Comparing frrs1 with other iron-related proteins in Xenopus reveals coordinated regulation of iron homeostasis during development:

• Temporal coordination:

  • Expression of iron acquisition proteins likely precedes utilization proteins

  • Critical developmental windows may exist where iron metabolism is particularly important

  • Comparison with hemoglobin synthesis timing would reveal relationships with erythropoiesis

• Spatial relationships:

  • Tissue-specific expression patterns may indicate specialized iron requirements

  • Co-expression with iron storage proteins in specific tissues suggests functional relationships

  • Differential expression between embryonic and extraembryonic tissues indicates resource allocation priorities

• Functional redundancy:

  • Overlapping expression with cybrd1 may indicate functional redundancy

  • Compensatory regulation when one component is disrupted suggests network robustness

  • Evolutionary conservation indicates essential functions

This comparative approach places frrs1 within the broader context of iron metabolism during development and helps predict the consequences of its disruption.

What emerging technologies could advance our understanding of frrs1 function in Xenopus laevis developmental biology?

Several cutting-edge technologies hold promise for elucidating frrs1 function:

• Single-cell transcriptomics/proteomics:

  • Map frrs1 expression at single-cell resolution across developmental stages

  • Identify cell populations particularly dependent on frrs1 function

  • Discover co-regulated genes within specific cell lineages

• Optogenetic and chemogenetic tools:

  • Develop light-activated or small molecule-regulated frrs1 variants

  • Enable temporal and spatial control of frrs1 activity in vivo

  • Study acute vs. chronic effects of frrs1 disruption

• Cryo-electron microscopy:

  • Determine high-resolution structure of frrs1 protein

  • Identify substrate binding sites and catalytic residues

  • Guide structure-based drug design for targeting human orthologs

• Tissuebound-seq and Ribo-seq:

  • Map tissue-specific translation of frrs1 mRNA during development

  • Identify regulatory elements controlling frrs1 translation

  • Discover potential upstream open reading frames (uORFs) regulating expression

These technologies would address current knowledge gaps and provide unprecedented insights into frrs1 function at molecular, cellular, and organismal levels.

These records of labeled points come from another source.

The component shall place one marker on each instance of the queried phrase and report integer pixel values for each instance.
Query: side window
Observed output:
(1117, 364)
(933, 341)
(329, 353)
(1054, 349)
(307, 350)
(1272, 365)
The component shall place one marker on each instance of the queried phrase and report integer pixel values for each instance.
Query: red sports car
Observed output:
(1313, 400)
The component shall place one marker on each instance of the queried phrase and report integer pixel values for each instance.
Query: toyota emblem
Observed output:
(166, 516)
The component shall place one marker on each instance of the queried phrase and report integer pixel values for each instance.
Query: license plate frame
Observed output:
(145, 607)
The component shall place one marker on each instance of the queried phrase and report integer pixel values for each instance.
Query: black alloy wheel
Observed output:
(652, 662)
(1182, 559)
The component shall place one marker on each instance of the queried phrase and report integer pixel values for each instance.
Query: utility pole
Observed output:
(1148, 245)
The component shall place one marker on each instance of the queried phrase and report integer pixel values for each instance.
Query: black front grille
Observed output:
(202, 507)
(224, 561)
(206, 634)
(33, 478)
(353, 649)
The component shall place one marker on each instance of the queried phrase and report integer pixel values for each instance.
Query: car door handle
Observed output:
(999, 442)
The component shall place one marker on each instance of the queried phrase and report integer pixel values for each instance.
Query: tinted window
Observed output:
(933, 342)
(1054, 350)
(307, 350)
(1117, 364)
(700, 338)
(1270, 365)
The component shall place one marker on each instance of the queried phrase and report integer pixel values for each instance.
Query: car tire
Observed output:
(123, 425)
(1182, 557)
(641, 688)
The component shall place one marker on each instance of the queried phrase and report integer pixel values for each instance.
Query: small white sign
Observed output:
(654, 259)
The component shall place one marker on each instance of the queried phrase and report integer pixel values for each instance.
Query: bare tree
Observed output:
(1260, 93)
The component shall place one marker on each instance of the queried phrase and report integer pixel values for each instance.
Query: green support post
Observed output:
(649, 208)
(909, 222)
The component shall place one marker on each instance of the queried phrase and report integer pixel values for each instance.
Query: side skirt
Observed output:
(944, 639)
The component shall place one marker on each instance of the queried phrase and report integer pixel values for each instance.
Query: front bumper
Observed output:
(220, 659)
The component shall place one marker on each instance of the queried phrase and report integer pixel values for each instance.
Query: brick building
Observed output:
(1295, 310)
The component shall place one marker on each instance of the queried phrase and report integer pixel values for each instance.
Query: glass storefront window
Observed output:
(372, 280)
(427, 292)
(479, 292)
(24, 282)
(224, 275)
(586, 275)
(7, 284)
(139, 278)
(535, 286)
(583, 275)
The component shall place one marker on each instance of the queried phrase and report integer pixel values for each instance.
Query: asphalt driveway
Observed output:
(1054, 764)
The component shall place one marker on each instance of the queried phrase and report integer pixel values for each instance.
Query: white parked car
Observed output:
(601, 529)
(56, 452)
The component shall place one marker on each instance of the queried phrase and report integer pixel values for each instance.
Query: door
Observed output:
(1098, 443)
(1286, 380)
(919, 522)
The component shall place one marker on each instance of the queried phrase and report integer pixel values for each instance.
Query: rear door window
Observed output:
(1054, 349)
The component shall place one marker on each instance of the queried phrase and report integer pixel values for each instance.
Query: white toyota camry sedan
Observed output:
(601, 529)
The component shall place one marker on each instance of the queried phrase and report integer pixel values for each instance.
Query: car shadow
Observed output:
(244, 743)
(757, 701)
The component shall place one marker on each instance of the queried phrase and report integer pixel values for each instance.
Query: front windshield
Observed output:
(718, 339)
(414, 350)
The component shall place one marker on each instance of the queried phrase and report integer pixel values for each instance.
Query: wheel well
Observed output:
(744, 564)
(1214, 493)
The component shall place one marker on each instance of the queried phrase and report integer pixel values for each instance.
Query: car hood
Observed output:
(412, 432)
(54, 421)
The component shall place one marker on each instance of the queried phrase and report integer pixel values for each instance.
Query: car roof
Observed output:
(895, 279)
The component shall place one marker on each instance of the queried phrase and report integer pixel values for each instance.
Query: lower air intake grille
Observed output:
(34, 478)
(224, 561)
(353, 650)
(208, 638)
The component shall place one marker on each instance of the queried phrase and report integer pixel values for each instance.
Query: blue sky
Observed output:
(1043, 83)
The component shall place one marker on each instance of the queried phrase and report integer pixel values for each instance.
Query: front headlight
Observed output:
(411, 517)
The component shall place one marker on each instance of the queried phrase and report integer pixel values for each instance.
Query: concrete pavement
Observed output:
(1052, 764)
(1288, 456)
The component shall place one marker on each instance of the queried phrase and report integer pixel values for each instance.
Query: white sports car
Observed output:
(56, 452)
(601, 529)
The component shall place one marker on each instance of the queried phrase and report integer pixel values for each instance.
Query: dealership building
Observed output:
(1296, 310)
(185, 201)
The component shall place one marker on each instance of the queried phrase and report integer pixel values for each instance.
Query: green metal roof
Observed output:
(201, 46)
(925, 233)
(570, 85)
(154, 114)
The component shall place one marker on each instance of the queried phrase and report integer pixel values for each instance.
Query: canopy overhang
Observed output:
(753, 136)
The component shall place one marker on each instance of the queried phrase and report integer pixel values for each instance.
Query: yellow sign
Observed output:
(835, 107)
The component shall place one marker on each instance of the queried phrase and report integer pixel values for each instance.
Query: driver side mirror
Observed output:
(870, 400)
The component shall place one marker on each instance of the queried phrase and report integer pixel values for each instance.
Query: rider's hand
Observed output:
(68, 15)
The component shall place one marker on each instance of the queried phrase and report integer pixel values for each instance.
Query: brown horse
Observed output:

How might understanding frrs1 function in Xenopus contribute to therapeutic approaches for human FRRS1L-related disorders?

Research on Xenopus frrs1 has translational potential for human FRRS1L-related disorders:

• Drug discovery applications:

  • Xenopus embryos provide a medium-throughput screening platform for compounds affecting frrs1/FRRS1L function

  • Identification of small molecules that modulate frrs1 activity could lead to therapeutic candidates

  • Testing compounds that rescue frrs1 morphant phenotypes may identify potential treatments for human disorders

• Gene therapy considerations:

  • Determining which isoforms or domains of frrs1/FRRS1L are sufficient for rescue informs gene therapy approaches

  • Similar to how the short N-terminal isoform I3.1 of human FBRSL1 could rescue fbrsl1 morphant phenotypes , identifying minimal functional domains of FRRS1L could guide therapeutic development

  • Understanding species-specific differences guides appropriate modification of human genes for optimal function

• Biomarker development:

  • Identifying downstream molecular signatures of frrs1 disruption may reveal biomarkers for human FRRS1L disorders

  • Metabolic changes related to iron metabolism could serve as diagnostic indicators

  • Early developmental alterations may provide prognostic indicators

By utilizing Xenopus as a model system, researchers can accelerate understanding of fundamental mechanisms underlying FRRS1L-related disorders and potentially develop novel therapeutic approaches.